Minnetonka's Quetopia Achieves Grilling Greatness

Tony Korthaus checks on some meat at a recent barbecue competition in St. Paul.

When the weather heats up, there’s no better time for a backyard barbecue. Grilling is a communal experience. It can be informal and social, but for serious contenders, it’s sport. And winning barbecue competitions is easier with the right gear. Enter Quetopia, a local go-to spot for competition-quality equipment and supplies, like grills, smokers, meats, rubs and sauces.

“I carry a lot of the products people don’t have access to,” says Tony Korthaus, owner and pit master at the Minnetonka business. No big-box items are in the selection of more than 1,000 products that Quetopia carries.

A job change in 2009 inspired Korthaus to barbecue at a competitive level. He found that gearing up for the competitive circuit was a challenge, but the lack of local equipment and supplies was a business opportunity in the making. Quetopia lives up to its combined barbecue and “utopia” name.

Korthaus’ passion for barbecue grew into a small business that keeps growing. He says the biggest reward is having customers return to say how successful their barbecue was after trying recommended products or cooking methods.

Korthaus also offers barbecue classes at Quetopia. “We’ve been doing this for 10 years and pass that knowledge on to our customers,” he says. “I have 15 grills and smokers at my house. Everything we sell, I have at my house.”

In the competitive world of barbecue grilling and smoking, a drama unfolds through layers of pungent smoke. Cooking a 20-pound piece of meat can take nine hours at 275 degrees. Alternating layers of sweet, savory and spicy seasonings or sauces add depth of flavor to super-prime cuts of meat.

Korthaus has a winning team with a trove of awards and accolades. Last year, Quetopia won three grand championships, including Minnesota in May in St. Paul, the Mankato Cookout, and Ribs, Rods and Rock ‘n Roll in Vermillion, South Dakota. The 2016 titles don’t stop there. The team was runner-up for the Minnesota Barbecue Society’s Team of the Year. But Korthaus is especially proud of winning first place for pork among 180 entrants at the American Royal World Series of Barbecue Invitational in Kansas City (the granddaddy of all competitions).

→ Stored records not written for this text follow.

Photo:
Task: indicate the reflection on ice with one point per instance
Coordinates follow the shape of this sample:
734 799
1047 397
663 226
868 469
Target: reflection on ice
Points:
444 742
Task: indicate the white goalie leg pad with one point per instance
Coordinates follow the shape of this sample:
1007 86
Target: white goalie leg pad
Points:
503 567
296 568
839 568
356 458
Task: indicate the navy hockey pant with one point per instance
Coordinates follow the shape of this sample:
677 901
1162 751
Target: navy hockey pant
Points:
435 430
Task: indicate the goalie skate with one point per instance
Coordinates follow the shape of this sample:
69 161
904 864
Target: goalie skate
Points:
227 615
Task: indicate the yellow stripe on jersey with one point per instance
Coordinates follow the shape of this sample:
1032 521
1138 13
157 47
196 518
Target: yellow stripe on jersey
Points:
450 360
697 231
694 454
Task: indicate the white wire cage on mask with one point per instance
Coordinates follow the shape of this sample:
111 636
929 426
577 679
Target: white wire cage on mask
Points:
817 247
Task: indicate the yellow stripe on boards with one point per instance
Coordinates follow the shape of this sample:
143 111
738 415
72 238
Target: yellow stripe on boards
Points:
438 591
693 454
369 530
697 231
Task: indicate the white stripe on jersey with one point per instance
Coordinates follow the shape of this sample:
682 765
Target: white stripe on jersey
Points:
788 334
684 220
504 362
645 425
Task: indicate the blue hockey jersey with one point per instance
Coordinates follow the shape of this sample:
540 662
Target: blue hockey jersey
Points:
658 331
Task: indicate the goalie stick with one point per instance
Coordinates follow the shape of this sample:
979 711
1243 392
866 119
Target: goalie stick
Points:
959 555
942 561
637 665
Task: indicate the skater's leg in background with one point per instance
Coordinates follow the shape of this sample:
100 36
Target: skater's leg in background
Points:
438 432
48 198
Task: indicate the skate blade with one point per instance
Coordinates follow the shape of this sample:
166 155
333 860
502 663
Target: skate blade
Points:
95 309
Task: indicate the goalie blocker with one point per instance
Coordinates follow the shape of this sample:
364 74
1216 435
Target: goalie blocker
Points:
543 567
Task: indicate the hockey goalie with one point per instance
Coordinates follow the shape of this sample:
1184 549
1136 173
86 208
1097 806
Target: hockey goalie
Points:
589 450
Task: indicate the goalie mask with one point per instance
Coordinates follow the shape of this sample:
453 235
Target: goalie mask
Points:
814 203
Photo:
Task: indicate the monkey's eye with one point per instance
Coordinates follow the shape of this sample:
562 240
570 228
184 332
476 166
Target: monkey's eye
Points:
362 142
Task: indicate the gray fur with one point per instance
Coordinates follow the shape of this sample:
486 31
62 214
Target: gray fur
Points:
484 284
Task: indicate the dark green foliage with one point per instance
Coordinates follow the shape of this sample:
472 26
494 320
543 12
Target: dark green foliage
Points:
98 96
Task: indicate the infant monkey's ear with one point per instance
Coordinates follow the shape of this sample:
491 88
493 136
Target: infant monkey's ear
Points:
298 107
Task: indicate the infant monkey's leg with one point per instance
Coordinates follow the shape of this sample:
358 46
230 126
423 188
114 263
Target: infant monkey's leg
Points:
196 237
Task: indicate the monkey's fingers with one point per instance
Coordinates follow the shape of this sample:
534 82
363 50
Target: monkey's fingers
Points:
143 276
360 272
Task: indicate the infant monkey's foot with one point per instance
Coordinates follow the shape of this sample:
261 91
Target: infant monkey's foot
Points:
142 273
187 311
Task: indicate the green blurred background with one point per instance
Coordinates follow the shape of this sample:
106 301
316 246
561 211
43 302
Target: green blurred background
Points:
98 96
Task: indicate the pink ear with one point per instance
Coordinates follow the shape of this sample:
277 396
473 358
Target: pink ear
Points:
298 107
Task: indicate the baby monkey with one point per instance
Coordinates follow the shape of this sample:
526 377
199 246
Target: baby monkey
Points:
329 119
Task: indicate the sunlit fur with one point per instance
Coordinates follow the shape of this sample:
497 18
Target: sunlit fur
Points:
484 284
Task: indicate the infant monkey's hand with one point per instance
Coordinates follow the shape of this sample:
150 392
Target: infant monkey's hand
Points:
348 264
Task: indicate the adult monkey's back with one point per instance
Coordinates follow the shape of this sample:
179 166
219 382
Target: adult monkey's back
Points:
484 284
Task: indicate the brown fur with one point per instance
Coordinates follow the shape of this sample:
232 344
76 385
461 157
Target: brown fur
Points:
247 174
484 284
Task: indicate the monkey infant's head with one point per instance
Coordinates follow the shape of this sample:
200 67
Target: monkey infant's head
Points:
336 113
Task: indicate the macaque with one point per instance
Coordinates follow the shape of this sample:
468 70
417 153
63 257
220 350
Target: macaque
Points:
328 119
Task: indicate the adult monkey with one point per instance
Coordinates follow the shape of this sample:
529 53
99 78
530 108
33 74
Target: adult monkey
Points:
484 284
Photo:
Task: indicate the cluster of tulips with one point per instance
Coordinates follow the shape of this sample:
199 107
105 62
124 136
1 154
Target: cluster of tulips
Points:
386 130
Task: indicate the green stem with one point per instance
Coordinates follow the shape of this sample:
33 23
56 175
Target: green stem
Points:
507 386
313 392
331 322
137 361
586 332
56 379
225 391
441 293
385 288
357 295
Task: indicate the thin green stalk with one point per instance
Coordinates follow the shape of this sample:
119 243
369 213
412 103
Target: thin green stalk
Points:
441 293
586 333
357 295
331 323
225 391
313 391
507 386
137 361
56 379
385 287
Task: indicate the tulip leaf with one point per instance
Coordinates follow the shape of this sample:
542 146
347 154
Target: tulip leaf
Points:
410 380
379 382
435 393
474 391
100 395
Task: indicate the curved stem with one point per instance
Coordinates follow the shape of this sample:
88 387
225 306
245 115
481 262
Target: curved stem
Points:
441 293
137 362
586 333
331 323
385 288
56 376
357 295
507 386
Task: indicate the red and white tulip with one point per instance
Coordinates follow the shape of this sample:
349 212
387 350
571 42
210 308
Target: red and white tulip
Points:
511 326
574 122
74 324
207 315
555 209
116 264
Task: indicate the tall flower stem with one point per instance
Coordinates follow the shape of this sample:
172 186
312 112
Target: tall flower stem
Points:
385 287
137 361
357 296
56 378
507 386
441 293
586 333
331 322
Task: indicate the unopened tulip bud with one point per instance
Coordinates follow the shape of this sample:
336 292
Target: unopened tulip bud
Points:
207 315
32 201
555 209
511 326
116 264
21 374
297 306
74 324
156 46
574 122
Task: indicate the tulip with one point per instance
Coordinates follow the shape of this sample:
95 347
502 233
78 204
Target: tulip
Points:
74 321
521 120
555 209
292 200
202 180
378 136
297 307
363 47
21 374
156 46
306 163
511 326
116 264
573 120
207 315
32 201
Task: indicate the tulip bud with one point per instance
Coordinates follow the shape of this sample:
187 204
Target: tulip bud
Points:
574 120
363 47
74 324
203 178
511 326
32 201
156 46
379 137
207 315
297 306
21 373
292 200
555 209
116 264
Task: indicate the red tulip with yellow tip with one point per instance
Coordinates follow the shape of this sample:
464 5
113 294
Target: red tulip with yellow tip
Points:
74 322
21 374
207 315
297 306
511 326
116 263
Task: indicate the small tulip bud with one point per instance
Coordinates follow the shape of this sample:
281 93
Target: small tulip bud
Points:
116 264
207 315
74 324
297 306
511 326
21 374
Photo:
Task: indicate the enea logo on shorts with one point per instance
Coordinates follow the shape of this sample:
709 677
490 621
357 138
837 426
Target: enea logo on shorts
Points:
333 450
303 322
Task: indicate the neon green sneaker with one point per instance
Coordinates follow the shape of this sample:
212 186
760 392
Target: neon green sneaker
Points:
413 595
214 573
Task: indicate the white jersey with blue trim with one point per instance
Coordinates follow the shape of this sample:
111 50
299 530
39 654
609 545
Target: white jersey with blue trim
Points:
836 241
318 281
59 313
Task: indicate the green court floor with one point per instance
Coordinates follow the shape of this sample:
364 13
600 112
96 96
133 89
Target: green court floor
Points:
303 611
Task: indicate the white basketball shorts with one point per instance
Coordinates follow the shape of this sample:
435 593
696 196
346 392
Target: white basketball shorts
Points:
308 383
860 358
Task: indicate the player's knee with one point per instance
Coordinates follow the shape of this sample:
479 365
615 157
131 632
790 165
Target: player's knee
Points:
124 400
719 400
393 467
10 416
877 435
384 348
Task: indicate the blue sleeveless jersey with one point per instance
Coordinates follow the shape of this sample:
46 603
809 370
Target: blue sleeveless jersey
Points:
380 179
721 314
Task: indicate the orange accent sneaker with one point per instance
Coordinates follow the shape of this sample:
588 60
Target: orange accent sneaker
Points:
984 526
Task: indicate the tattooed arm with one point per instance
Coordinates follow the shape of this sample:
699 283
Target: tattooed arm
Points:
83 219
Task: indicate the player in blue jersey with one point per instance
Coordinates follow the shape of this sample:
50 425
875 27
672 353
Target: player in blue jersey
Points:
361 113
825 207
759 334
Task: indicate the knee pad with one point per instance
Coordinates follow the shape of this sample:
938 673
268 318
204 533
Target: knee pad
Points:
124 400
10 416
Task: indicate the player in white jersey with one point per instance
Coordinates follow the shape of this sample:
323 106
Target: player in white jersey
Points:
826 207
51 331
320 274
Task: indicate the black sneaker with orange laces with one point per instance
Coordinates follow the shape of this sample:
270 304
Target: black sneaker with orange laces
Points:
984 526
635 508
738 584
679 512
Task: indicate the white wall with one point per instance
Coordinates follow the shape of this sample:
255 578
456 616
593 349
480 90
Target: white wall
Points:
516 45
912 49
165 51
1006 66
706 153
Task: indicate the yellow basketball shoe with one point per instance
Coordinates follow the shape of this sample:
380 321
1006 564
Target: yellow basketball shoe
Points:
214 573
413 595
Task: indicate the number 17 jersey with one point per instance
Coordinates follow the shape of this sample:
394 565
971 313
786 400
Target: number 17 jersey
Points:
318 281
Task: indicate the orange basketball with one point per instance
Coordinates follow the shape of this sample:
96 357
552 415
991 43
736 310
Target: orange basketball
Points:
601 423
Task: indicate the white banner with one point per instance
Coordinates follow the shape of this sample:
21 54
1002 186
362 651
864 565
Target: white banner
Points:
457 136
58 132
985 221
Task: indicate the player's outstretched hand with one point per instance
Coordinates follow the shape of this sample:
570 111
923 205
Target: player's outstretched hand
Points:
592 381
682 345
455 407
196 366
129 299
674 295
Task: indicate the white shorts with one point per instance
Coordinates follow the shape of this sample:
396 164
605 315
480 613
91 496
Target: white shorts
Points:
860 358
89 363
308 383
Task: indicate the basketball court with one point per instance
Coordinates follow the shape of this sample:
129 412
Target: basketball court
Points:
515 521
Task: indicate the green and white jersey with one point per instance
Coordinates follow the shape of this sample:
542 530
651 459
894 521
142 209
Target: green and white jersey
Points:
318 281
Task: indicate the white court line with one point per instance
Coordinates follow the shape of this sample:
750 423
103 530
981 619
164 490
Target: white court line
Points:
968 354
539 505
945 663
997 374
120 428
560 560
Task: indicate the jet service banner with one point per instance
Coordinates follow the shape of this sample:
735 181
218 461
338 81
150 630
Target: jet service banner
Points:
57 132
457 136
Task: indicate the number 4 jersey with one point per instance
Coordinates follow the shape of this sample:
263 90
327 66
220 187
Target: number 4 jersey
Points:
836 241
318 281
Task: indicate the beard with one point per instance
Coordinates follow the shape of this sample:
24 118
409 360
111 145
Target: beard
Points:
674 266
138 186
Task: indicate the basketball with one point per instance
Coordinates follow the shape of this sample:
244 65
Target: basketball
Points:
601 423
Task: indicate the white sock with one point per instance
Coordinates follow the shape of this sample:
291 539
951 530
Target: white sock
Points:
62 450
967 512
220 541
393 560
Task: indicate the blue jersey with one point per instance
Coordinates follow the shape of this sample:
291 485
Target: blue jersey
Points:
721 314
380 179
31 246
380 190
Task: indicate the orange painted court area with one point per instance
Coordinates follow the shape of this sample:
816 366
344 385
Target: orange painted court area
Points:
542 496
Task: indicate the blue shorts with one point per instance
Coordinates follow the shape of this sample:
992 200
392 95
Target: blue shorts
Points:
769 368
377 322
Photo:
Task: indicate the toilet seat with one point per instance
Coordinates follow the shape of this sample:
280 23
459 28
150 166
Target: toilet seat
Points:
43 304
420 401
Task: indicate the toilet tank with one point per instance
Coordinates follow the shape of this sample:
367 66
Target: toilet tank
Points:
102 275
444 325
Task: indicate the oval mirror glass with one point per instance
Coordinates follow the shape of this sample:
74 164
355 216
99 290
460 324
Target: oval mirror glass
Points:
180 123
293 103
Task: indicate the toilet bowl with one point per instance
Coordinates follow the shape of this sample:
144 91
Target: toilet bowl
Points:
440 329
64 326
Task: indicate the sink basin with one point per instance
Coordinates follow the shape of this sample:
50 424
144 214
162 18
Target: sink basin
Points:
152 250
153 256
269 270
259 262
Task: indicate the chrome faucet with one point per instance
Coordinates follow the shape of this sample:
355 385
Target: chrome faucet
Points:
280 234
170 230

Family and friends assist in the proceedings. His competition partner is Dan Sandberb. As director of thermal application, Sandberb oversees fire and pit temperature control.

Korthaus and his wife, Amy, travel to competitions nationwide. Blue ribbon or not, barbecue is delicious fun. Even their English bulldog, Butch, tags along. He “likes the smells and drippings in the bottom of the trailer. He helps us load and unload,” Korthaus says. “He’s the bully; he maintains order in the pit.” Butch guards the barbecue pit with admirable dedication, considering that he never gets to share in the barbecue bounty.

The competitive spirit of barbecue rivals an Olympic event, but it’s all in fun. Every detail is calculated by expert pit masters like Korthaus. While these culinary pros avoid the “chef” label, they have an encyclopedic knowledge about barbecue and the science behind it. And "pit master" is a self-designated title. “We don’t like to call ourselves [professional] cooks or chefs,” says Korthaus. Skills are honed from hands-on experience rather than formal training. “There is no right or wrong in barbecue,” says Korthaus. “It’s just a matter of doing what tastes best for you and your family.”